- State-run banks sold net 130.5 billion rupees of debt Tuesday
- Ten-year yield drops to the lowest level since Sept. 2009
Indian state-run banks sold a record amount of sovereign bonds on Tuesday, reaping rewards from a rally that’s sent benchmark yields to their lowest levels in seven years.
National lenders, the biggest holders of government debt, were sellers of a net 130.5 billion rupees ($2 billion) of securities, the most in Clearing Corp. of India data compiled by Bloomberg, going back to 2006. The Reserve Bank of India said Tuesday its policy stance remains accommodative and it will conduct more open-market bond purchases, spurring the biggest gain in benchmark 10-year notes in almost two weeks. It left key interest rates unchanged.

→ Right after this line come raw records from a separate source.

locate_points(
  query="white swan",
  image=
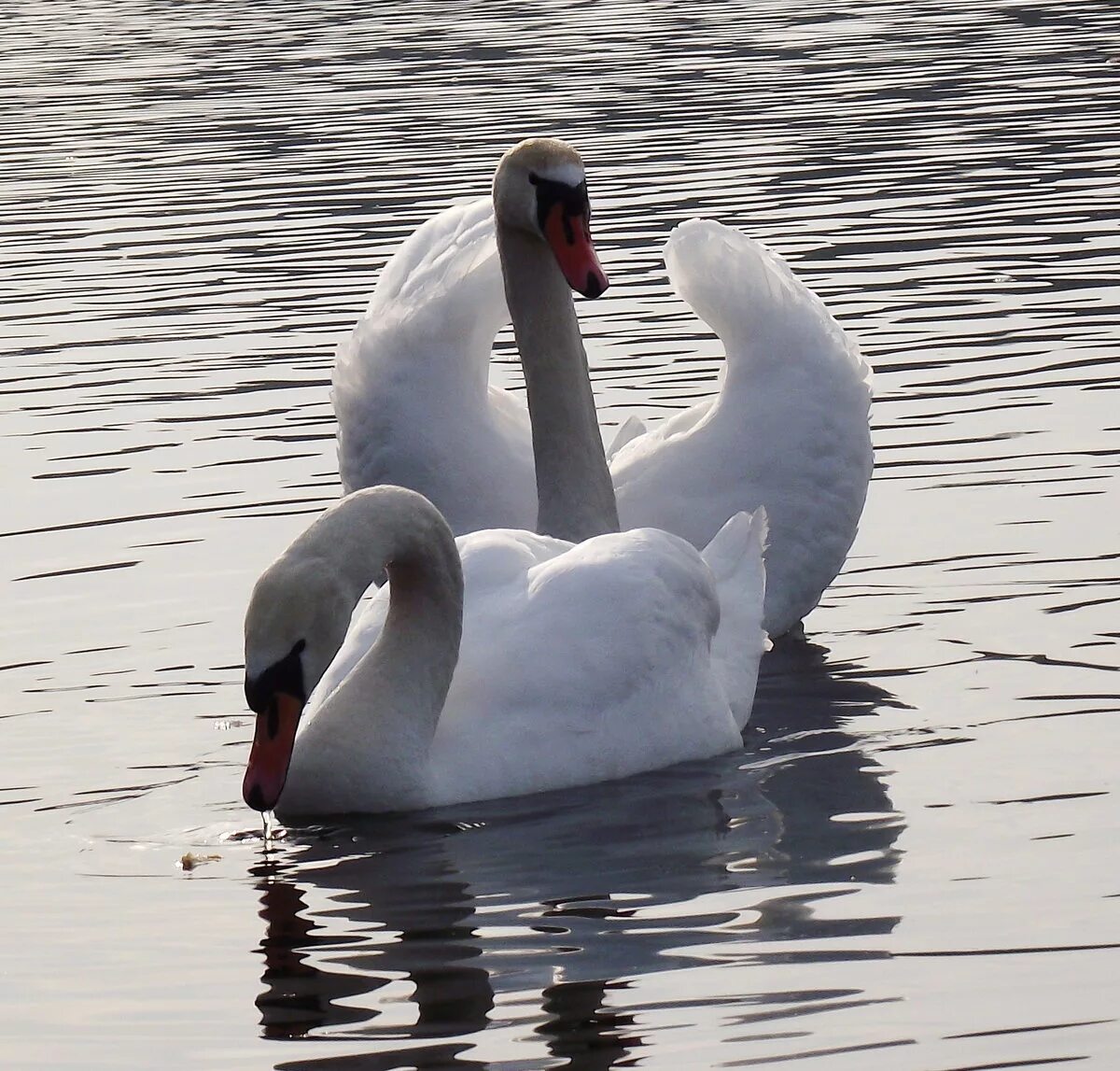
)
(576, 663)
(627, 652)
(789, 430)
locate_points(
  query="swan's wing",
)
(628, 430)
(749, 296)
(594, 663)
(735, 557)
(407, 380)
(789, 430)
(441, 262)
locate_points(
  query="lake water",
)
(912, 867)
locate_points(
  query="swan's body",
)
(789, 430)
(576, 665)
(514, 662)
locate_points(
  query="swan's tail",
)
(749, 296)
(735, 557)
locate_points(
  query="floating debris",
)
(189, 861)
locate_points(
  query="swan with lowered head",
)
(789, 430)
(505, 665)
(513, 662)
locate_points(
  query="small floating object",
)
(190, 862)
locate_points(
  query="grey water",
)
(911, 867)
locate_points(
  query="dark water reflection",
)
(564, 898)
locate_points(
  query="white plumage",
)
(576, 665)
(788, 431)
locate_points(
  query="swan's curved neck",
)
(391, 700)
(575, 495)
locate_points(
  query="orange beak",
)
(272, 752)
(570, 237)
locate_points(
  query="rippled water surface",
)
(913, 864)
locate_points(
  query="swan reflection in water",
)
(402, 930)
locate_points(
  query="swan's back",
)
(789, 430)
(410, 381)
(580, 665)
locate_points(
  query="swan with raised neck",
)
(542, 218)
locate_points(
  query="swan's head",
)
(296, 623)
(540, 190)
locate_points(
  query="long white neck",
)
(576, 499)
(381, 719)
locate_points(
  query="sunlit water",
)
(912, 865)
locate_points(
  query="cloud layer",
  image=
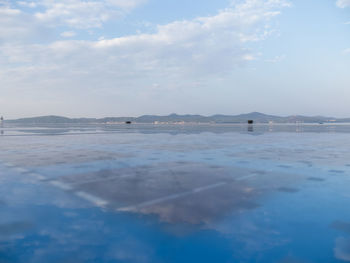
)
(176, 55)
(343, 3)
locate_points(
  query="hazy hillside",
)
(173, 118)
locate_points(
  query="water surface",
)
(175, 193)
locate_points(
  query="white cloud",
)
(174, 56)
(68, 34)
(343, 3)
(83, 14)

“It seems it was a natural instinct for state-owned banks to book profits after their positions turned vastly profitable,” said Vijay Sharma, New Delhi-based executive vice-president for fixed income at PNB Gilts Ltd., a unit of Punjab National Bank. “We believe the rally isn’t over and they will turn buyers again.”
The yield on sovereign notes due January 2026 dropped two basis points to 7.10 percent in Mumbai, prices from the central bank’s trading system show. That’s the lowest close for a benchmark 10-year security since Sept. 2009. PNB Gilts expects the yield, which fell five basis points on Tuesday, to approach 7 percent by the month-end.
Indian bonds joined the global debt surge in July, with 10-year notes climbing the most since 2013, as a revival in monsoon rains, improving domestic liquidity and speculation the nation’s new central bank chief will be more aggressive in lowering interest rates spurred demand. Bond gains come at a time when state-run lenders have seen their profitability weighed down by higher provisioning for bad loans.
The April-June quarter earnings for Canara Bank were weak, driven only by treasury income, Deutsche Bank AG wrote in a July 26 research note. Strong gains in non-interest income provided support to Union Bank of India, according to a Kotak Securities Ltd. report this week.
“These are good yield levels for state-run banks to book treasury profits,’’ said Ram Kamal Samanta, vice-president for treasury at SBI DFHI Ltd., a unit of State Bank of India, the nation’s largest lender.
The RBI said it will buy as much as 100 billion rupees of debt on Thursday. The monetary authority has already infused about 800 billion rupees through such open-market purchases since April 1 as part of efforts to boost cash supply in the financial system.
The rupee rose 0.2 percent to 66.7150 per dollar on Wednesday, according to prices from local banks compiled by Bloomberg.